In interviews with FBI agents, McWhorter admitted to helping plant the explosives, which authorities later detonated. O'Neil said they were stored in a shed in which the couple's daughters often play.
Year-old Facebook videos of McWhorter goofing off with his wife and stepchildren mark a stark contrast with the men seen wearing ski masks in YouTube videos that also feature a logo of a white rabbit and the slogan "Ain't No Fun When The Rabbit Got The Gun."
Hope O'Neil said she remembers riding the school bus and running in the same circles as McWhorter growing up. When she saw his mother at the nearest Walmart this week, O'Neil wrapped her in a hug and told her she loved her.
"He just brainwashed these kids," O'Neil said of Hari. "I mean, they had their whole damn lives ahead of them." When a reporter visited McWhorter's home, his wife and two other relatives appeared on the front porch.
"Nope. Get off my property right now," his wife said. Dogs howled, piles of trash were strewn about in the back and the front of the home, and a large, tattered Confederate flag blew in the breeze.
Calls to action
Last December, the sheriff helped set in motion the beginning of the White Rabbits' unraveling when he passed along photos to the FBI snapped from inside the home of Hari's parents.
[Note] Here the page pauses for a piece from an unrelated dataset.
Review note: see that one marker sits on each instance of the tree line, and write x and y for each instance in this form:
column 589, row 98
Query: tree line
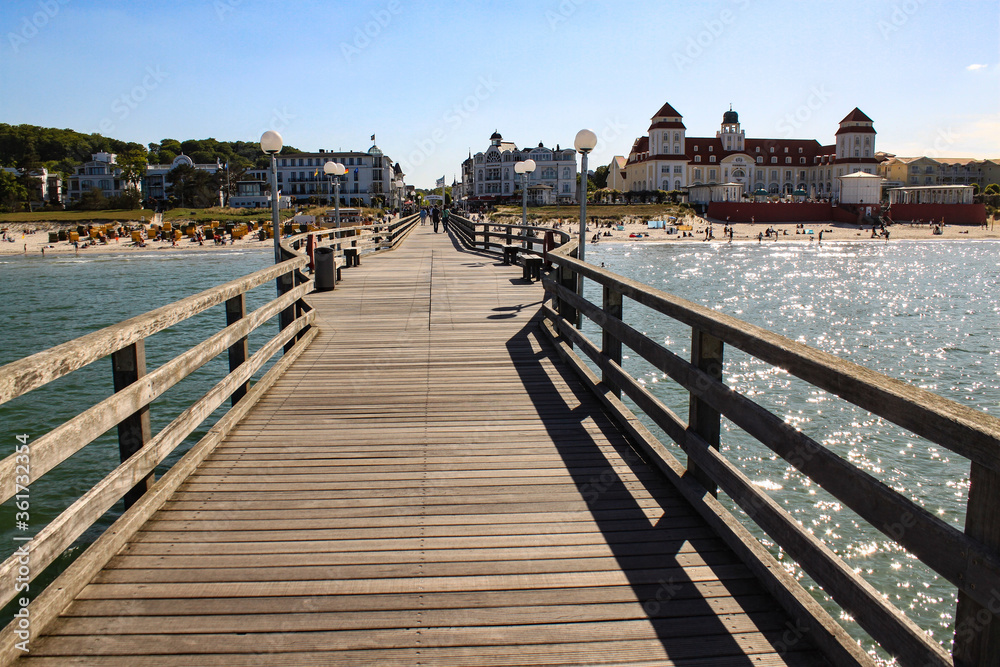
column 30, row 147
Inside the garage were stacks of weapons, bomb-making materials and a copy of "The Anarchist's Handbook," which includes instructions for creating the thermite used in pipe bombs, according to charges.
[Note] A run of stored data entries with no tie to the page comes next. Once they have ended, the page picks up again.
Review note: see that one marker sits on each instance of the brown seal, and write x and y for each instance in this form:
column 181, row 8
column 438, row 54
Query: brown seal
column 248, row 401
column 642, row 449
A month later, a member of the White Rabbits went to law enforcement after seeing a cache of weapons that included explosives and modified fully automatic assault rifles stored in a safe at Hari's office. He agreed to turn informant, and told investigators that three other White Rabbits were behind the bombing of Dar Al-Farooq and the women's clinic, according to federal charges. The informant said he was told by Morris that Hari had promised to pay him and McWhorter $18,000 for participating in the mosque bombing, according to the complaint.
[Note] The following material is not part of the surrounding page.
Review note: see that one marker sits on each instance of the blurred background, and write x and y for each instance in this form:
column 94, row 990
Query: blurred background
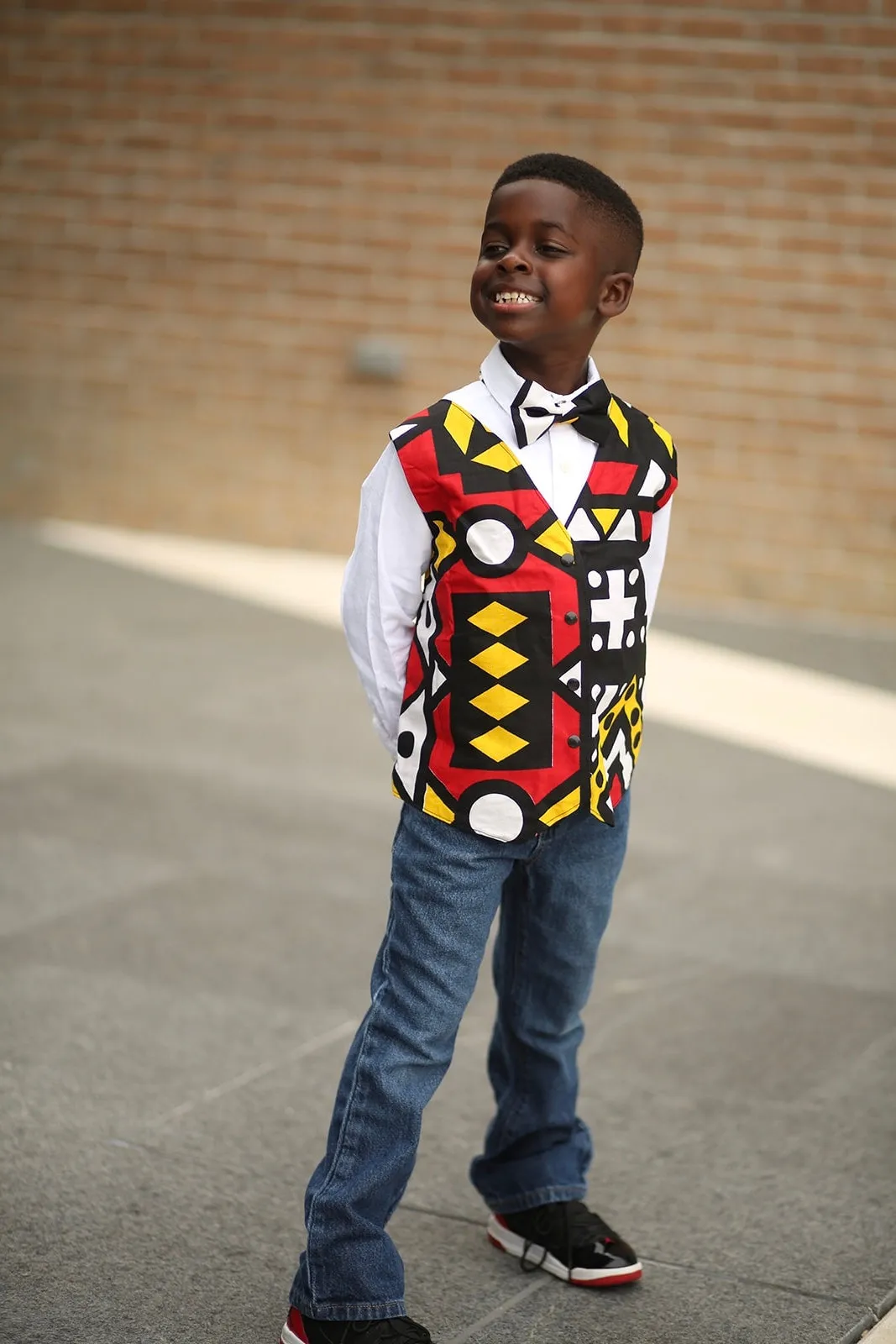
column 237, row 239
McWhorter later told FBI counterterrorism investigators it was Hari's idea to target the mosque. Though it is unclear why the group singled out Dar Al-Farooq, McWhorter told agents that they wanted to "scare [Muslims] out of the country … because they push their beliefs on everyone else." He added that they didn't want to kill anyone but wanted to "show them hey, you're not welcome here, get the [expletive] out."
Online, Hari had cultivated an image of a movement with tentacles throughout Clarence, ramping up posts to a website he appeared to run and on a YouTube channel. In one March 4 video, a little over a week before his arrest, Hari laments the fact that the FBI came to Clarence, searched their homes and seized their weapons.
"We're asking for militia support to come help us with this situation," he said.
Three other men appear on camera with the same plea — although none appear at the same time because it appears they are sharing one mask.
Just two days before the group's arrest, Hari posted "one last cry for liberty" on YouTube. He posted calls on a mymilitia.com message board for other groups around the country to take up arms and rally in Clarence.
As many as half of Clarence's households sympathized with the White Rabbits, the group claimed.
But neighbors say otherwise. "That's a lie. I know that much," Gage Tjarks said. "Those were the only [men] in town I know of that wanted anything to do with him."
Regardless of how little support they may have had, it didn't stop Hari, McWhorter and Morris from allegedly inflicting fear and damage on the morning of Aug. 5, 2017, in Minnesota in what Gov. Mark Dayton called "an act of terrorism."
"I definitely think it's radicalization," Doran said. "And a lot of times this attracts the people who are on the fringe of society: They have poor living conditions, poor life experiences and you have somebody who leads them toward, I guess, what they would say is setting things right. Whatever that may be."
Staff writer Mary Lynn Smith contributed to this report.